First: Need a kick in the butt to get some writing done? Wondering if your novel (and you) are good enough? Check out this blog post from Toni McGee Causey, which asks, "How do you know when to quit?" which I came across by way of Janet Reid's blog. It's a great reminder that luck is really opportunity and preparation meeting.
Secondly (but definitely relating to the first), as I've been plugging away at rewriting Through Charlotte's Eyes, I've been thinking a lot about the process of writing my first historical fiction novel. But first, you should know this about me: my organizational skills are lacking. I wouldn't necessarily call myself scatter-brained, because I know where everything is and consider everything to have it's place... but no one else knows where anything is because the way I "organize" looks pretty messy.
I tell you this because the way I organize also affects the way I research and, in turn, write.
When I started working on Through Charlotte's Eyes, I was a graduate student at The University of Chicago. This YA historical fiction novel was to be my thesis - that I was going to write in less than nine months. Intimidating? Of course. But I managed to research and write two drafts of the novel in this time span, which, to this day, still amazes me.

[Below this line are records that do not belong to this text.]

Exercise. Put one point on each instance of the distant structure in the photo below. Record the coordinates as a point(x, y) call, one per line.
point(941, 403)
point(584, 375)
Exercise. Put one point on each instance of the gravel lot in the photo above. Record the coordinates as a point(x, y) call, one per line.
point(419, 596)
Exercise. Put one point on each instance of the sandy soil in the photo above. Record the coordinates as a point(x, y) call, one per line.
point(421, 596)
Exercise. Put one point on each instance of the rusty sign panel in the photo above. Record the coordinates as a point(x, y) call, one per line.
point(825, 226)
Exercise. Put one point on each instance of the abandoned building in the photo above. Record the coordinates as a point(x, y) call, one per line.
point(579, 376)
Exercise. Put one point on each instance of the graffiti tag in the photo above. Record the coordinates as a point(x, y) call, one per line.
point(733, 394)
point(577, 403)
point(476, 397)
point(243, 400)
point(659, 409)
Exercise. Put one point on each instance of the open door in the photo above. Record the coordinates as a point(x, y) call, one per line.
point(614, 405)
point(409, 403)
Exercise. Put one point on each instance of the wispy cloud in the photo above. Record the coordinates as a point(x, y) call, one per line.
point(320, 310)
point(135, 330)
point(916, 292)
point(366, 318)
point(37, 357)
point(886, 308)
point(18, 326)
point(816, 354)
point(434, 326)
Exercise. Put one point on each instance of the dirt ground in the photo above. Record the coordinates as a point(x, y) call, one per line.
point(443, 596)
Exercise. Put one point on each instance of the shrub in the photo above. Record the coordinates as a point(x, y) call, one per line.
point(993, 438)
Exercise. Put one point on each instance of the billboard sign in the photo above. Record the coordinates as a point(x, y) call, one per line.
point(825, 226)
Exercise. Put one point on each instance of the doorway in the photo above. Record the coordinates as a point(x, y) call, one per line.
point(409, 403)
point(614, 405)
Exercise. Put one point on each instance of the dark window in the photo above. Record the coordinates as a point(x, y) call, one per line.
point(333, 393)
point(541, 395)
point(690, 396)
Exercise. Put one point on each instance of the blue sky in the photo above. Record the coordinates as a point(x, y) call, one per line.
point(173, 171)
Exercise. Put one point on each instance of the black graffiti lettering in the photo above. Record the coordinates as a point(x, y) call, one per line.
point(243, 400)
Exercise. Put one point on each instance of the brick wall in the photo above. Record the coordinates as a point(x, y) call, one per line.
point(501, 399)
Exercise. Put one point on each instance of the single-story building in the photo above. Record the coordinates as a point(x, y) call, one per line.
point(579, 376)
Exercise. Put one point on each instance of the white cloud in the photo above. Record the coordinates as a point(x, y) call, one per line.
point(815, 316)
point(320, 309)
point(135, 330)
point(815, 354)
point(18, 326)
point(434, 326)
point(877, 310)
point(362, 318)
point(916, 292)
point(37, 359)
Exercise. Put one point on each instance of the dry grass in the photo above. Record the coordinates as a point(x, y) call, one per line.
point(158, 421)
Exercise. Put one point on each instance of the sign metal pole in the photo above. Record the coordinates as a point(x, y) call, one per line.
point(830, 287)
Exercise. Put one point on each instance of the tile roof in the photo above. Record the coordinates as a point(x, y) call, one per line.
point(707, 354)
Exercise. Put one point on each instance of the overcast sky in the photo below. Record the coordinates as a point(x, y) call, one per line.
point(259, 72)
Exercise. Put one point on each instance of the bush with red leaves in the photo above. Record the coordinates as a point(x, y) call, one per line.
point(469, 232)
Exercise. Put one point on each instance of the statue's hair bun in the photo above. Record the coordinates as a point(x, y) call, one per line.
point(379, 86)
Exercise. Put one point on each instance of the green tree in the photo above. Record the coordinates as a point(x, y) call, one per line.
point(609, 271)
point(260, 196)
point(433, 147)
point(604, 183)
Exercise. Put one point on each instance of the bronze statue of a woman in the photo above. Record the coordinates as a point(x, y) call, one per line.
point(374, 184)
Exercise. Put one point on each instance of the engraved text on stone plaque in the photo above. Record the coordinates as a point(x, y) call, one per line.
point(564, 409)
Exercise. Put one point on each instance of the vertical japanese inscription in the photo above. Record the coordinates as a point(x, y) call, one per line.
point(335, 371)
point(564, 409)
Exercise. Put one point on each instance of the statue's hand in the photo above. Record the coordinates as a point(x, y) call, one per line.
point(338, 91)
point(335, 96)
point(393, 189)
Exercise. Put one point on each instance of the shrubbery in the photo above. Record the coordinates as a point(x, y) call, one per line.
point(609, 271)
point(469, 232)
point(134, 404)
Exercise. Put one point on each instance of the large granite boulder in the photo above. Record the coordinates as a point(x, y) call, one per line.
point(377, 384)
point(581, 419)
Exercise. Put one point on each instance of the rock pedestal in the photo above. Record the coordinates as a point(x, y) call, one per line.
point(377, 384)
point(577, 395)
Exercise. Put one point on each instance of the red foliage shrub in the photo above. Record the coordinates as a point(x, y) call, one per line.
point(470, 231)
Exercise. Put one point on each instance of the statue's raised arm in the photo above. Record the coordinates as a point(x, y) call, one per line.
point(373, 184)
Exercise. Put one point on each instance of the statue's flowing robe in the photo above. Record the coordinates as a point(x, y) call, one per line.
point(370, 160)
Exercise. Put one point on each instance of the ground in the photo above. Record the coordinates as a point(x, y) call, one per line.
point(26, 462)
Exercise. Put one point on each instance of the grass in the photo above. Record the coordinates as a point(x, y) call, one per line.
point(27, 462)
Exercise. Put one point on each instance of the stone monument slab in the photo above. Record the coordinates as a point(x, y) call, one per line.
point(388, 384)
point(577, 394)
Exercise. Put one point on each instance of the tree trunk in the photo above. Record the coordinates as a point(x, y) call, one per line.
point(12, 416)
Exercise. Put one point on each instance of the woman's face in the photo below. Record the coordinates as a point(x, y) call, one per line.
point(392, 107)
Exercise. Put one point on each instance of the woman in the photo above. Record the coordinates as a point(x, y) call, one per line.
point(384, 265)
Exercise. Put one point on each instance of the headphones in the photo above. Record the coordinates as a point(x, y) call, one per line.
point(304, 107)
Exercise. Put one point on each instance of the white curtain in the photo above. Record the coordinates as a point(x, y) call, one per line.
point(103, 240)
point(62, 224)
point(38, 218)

Let's back up (see? I can't even stay chronological!)
I came up with the idea for the novel back in 2006, after reading Anna Karenina. Spurred by a single footnote, I dabbled in research about Charlotte but didn't really start digging. In 2007, I started grad school, wrote a proposal for my thesis, and luckily found a thesis advisor that was willing to take on my novel project (which somehow evolved from a strictly historical fiction about Corday to a historical fiction/urban fantasy about one of Corday's ancestors, despite (or perhaps because of?) my lofty goals.
This is where it gets tricky. I set my novel in two historical time periods: the French Revolution and Paris in 2005. Yes, I consider 2005 historical, because certain 2005 events are key to understanding what's going on in my story. And 2005 isn't the present, so it must be the past, and therefore, ladies and gentlemen, it's historical.
I found book upon book, article upon article, about both these time periods... well, books about 2005 are lacking. By the Winter of 2007, I jumped head-first into the research. My biggest obstacle? I had seven more months to finish my research AND write a novel. Eek! Yeah, there was a bit of freaking out, wondering what I was doing, etc. I had a couple chapters, a rough outline, but I needed details galore. I wondered: how am I ever going to do this?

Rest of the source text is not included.